Portrait of Bob Dylan performing

Musician, singer, and songwriter Bob Dylan was born Robert Allen Zimmerman in Duluth, Minnesota; he legally changed his name to Robert Dylan in 1962 reportedly in homage to the poet Dylan Thomas. He is widely recognized as one of the greatest songwriters of the 20th century. Dylan was awarded the Nobel Prize in Literature in 2016.

Bob Dylan was inducted into the Songwriters Hall of Fame in 1982 and the Rock and Roll Hall of Fame in 1988. His albums Highway 61 Revisited and Blonde on Blonde, as well as the individual songs “Mr. Tambourine Man,” “Like a Rolling Stone,” and “Blowin’ in the Wind,” are in the Grammy Hall of Fame. In 2008 he was awarded a Pulitzer Prize Special Citation for his “profound impact on popular music and American culture, marked by lyrical composition of extraordinary poetic power.”

An early performer on the folk music scene, influenced by Woody Guthrie, Dylan has evolved a musical style that includes folk rock, rock, gospel, country, and jazz. He repopularized folk ballads, and some of his contemporary renditions of the ballad form have appeared in poetry anthologies; for instance, his song “Mr. Tambourine Man” was included in The Norton Introduction to Literature (2005). 

His writing is known for its verbal dexterity, wit, social commentary, and adept handling of metaphor and rhyme. His lyrics have had a profound influence on writers as well as other musicians. Allen Ginsberg, on first hearing Dylan’s music, wrote, “I heard ‘Hard Rain’—and wept.

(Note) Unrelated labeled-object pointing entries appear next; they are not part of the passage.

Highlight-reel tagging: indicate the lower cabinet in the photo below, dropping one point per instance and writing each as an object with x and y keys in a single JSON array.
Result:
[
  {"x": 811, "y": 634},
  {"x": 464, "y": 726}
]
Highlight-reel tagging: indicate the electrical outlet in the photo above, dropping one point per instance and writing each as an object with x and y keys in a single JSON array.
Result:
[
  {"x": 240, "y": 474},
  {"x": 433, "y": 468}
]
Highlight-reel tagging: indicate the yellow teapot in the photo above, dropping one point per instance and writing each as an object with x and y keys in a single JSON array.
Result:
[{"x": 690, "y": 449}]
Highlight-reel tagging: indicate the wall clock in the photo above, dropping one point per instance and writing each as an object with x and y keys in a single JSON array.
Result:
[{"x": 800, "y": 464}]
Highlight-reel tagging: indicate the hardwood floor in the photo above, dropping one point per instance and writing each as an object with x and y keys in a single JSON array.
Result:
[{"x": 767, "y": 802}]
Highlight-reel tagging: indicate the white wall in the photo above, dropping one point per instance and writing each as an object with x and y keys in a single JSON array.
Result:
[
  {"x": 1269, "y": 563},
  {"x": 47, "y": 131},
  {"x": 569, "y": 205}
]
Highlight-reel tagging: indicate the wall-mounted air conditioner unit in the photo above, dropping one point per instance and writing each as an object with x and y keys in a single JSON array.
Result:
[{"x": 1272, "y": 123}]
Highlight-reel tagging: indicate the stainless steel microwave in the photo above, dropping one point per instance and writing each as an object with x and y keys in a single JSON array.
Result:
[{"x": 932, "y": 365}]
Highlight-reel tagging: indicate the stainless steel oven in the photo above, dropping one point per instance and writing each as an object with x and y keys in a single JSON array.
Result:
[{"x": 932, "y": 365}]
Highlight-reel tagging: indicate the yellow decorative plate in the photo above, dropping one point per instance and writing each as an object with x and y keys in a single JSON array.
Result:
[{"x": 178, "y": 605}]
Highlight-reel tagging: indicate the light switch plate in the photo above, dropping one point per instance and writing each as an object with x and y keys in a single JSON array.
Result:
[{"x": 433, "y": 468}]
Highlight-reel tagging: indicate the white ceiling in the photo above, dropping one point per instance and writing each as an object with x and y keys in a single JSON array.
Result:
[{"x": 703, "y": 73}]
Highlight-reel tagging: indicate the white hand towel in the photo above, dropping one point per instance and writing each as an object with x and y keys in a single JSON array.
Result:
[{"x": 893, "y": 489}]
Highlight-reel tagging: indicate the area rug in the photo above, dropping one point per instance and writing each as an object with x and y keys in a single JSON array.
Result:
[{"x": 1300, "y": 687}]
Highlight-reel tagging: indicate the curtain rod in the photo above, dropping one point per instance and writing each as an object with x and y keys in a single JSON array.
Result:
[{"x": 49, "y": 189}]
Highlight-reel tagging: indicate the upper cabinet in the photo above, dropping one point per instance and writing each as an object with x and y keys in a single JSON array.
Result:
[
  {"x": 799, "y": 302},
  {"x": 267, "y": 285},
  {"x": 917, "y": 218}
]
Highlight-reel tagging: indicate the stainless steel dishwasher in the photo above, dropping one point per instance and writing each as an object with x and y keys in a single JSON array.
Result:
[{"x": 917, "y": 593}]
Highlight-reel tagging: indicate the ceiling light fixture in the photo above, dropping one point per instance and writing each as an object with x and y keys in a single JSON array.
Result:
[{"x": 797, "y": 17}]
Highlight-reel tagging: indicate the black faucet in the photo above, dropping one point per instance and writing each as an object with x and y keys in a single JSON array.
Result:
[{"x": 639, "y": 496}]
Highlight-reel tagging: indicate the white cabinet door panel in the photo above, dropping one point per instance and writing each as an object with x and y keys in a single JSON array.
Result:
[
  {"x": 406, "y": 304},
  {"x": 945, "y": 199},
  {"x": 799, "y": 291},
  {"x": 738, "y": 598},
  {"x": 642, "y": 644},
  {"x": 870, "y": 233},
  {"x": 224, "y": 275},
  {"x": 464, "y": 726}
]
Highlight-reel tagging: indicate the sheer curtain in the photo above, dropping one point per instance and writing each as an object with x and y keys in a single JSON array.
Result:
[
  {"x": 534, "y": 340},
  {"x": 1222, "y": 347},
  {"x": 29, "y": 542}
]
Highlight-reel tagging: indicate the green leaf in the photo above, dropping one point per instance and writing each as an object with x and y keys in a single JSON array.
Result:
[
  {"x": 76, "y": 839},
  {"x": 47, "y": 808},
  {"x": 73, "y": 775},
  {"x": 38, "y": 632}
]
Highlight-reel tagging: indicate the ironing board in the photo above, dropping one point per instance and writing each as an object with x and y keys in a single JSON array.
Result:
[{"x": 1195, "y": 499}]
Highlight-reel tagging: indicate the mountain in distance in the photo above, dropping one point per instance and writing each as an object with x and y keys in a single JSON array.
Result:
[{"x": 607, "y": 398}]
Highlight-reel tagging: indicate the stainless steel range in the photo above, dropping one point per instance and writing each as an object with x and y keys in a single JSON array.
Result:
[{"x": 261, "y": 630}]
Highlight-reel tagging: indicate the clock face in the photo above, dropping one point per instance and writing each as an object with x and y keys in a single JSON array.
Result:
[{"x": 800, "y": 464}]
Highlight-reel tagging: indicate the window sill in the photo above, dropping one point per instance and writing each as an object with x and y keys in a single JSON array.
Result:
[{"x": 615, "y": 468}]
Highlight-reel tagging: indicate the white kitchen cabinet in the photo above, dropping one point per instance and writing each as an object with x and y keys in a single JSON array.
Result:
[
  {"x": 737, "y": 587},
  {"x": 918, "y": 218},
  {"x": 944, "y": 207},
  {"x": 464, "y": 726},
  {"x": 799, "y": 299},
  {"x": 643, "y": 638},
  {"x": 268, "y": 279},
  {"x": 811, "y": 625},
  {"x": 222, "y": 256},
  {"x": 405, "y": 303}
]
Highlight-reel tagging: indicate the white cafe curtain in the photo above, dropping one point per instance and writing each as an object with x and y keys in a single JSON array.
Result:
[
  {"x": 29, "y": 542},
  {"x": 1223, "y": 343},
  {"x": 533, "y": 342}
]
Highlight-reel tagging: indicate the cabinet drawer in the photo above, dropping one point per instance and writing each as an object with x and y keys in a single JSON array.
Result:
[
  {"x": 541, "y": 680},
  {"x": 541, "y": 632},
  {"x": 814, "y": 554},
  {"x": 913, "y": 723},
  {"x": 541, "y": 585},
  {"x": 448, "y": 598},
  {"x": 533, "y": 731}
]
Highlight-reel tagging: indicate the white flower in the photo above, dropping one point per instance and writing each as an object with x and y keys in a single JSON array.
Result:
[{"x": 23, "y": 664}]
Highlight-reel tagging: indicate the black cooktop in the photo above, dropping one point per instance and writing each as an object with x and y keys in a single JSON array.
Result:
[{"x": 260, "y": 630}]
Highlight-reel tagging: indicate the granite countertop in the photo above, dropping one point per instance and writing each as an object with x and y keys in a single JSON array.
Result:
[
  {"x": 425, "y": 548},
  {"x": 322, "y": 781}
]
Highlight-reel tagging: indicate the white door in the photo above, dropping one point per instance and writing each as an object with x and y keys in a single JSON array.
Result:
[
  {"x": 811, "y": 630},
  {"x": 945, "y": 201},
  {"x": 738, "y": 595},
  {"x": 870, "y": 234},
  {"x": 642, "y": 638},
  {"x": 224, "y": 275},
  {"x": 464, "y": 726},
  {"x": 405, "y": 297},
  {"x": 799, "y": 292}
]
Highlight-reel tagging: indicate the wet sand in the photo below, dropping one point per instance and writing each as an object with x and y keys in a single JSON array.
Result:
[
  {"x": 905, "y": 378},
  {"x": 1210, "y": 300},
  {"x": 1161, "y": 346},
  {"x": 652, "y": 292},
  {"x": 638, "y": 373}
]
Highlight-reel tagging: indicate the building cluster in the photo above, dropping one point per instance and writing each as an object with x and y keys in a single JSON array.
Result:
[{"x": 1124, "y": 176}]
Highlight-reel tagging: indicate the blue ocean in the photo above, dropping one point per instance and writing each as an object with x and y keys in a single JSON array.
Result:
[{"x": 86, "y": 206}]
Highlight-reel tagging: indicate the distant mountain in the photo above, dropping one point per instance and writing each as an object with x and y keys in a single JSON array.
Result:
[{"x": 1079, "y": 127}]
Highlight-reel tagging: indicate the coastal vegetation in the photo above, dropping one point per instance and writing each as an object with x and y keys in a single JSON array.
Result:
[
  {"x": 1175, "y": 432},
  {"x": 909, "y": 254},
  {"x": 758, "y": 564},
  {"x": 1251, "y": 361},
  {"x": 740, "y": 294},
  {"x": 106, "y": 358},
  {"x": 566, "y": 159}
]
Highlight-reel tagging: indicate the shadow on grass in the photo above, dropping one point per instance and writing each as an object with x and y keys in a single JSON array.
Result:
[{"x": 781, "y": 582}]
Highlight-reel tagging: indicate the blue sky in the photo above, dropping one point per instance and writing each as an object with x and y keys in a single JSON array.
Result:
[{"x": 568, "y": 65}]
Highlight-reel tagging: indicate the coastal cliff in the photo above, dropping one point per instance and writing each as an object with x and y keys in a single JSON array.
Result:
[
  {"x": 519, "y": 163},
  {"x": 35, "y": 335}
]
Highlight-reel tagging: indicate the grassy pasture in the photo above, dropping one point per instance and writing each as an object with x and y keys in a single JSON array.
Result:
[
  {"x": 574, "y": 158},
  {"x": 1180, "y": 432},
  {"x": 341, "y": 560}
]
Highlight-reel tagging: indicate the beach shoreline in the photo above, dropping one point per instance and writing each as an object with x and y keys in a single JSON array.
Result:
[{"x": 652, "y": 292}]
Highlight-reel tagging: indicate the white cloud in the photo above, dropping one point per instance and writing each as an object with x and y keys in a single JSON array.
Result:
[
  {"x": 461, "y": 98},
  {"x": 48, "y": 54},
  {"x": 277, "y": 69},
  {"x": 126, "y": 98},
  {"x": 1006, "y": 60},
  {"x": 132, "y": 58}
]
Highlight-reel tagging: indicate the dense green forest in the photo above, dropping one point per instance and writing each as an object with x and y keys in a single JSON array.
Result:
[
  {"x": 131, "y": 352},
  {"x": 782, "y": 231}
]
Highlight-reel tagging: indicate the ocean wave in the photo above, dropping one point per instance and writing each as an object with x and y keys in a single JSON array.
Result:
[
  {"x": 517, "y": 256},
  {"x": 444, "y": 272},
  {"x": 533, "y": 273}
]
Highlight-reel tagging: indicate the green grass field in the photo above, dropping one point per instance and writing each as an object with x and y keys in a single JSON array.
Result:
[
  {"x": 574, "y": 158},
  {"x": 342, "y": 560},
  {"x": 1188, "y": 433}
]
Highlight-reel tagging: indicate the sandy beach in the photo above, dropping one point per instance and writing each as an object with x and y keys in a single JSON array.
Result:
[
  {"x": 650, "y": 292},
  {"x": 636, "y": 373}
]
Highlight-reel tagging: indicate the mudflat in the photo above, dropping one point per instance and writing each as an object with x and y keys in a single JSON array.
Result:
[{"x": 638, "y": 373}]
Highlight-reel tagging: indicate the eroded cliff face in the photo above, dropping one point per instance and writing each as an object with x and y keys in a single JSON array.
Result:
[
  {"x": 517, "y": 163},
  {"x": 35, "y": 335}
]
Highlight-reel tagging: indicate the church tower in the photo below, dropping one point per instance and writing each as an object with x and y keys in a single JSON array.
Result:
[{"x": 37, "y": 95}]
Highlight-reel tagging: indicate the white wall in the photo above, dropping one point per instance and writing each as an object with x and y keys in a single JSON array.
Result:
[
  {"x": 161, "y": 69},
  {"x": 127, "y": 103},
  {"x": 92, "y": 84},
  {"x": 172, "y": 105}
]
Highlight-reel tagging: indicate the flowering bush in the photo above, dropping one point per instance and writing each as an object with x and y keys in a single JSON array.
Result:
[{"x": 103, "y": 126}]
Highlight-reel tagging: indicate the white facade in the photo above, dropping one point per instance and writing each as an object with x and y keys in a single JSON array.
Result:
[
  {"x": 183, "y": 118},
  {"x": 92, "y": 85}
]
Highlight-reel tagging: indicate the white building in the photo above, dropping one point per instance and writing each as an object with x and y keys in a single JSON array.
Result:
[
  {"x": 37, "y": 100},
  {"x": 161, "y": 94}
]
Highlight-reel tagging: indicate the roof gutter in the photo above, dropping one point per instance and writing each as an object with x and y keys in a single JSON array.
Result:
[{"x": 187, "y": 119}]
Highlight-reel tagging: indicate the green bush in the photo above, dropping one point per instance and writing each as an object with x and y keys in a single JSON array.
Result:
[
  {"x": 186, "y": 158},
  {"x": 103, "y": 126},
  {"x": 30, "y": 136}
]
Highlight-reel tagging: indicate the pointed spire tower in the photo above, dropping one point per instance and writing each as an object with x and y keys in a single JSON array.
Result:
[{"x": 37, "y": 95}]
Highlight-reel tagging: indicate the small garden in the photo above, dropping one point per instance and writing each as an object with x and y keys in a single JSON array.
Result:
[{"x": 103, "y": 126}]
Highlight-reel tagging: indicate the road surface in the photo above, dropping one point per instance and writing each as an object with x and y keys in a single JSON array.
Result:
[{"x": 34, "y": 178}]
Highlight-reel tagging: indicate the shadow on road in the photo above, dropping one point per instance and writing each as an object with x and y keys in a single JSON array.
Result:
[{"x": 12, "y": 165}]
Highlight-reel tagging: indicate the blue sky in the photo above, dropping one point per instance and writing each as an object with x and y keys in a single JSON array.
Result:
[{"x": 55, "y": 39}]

Because it seemed that the torch had been passed to another generation, from earlier bohemian, and Beat illumination.” Joyce Carol Oates dedicated her short story “Where Are You Going, Where Have You Been” to Dylan; Oates has cited the transformative effect of his first albums: “the genuine power, originality and heartrending pathos . . . were like nothing we’d encountered before.”  

Dylan’s lyrics have been collected in The Complete Annotated Lyrics (edited by Christopher Ricks, Lisa Nemrow, and Julie Nemrow, 2014), Lyrics 1962–2001 (2004), The Definitive Bob Dylan Songbook (2001), and Forever Young (2008), illustrated by Paul Rogers. Almost two dozen of his poems appeared in Hollywood Foto-Rhetoric: The Lost Manuscript (2008), alongside photographs by Barry Feinstein. Dylan is also the author of a memoir, Chronicles: Volume One (2001), as well as Tarantula (1971), a prose work written in 1966.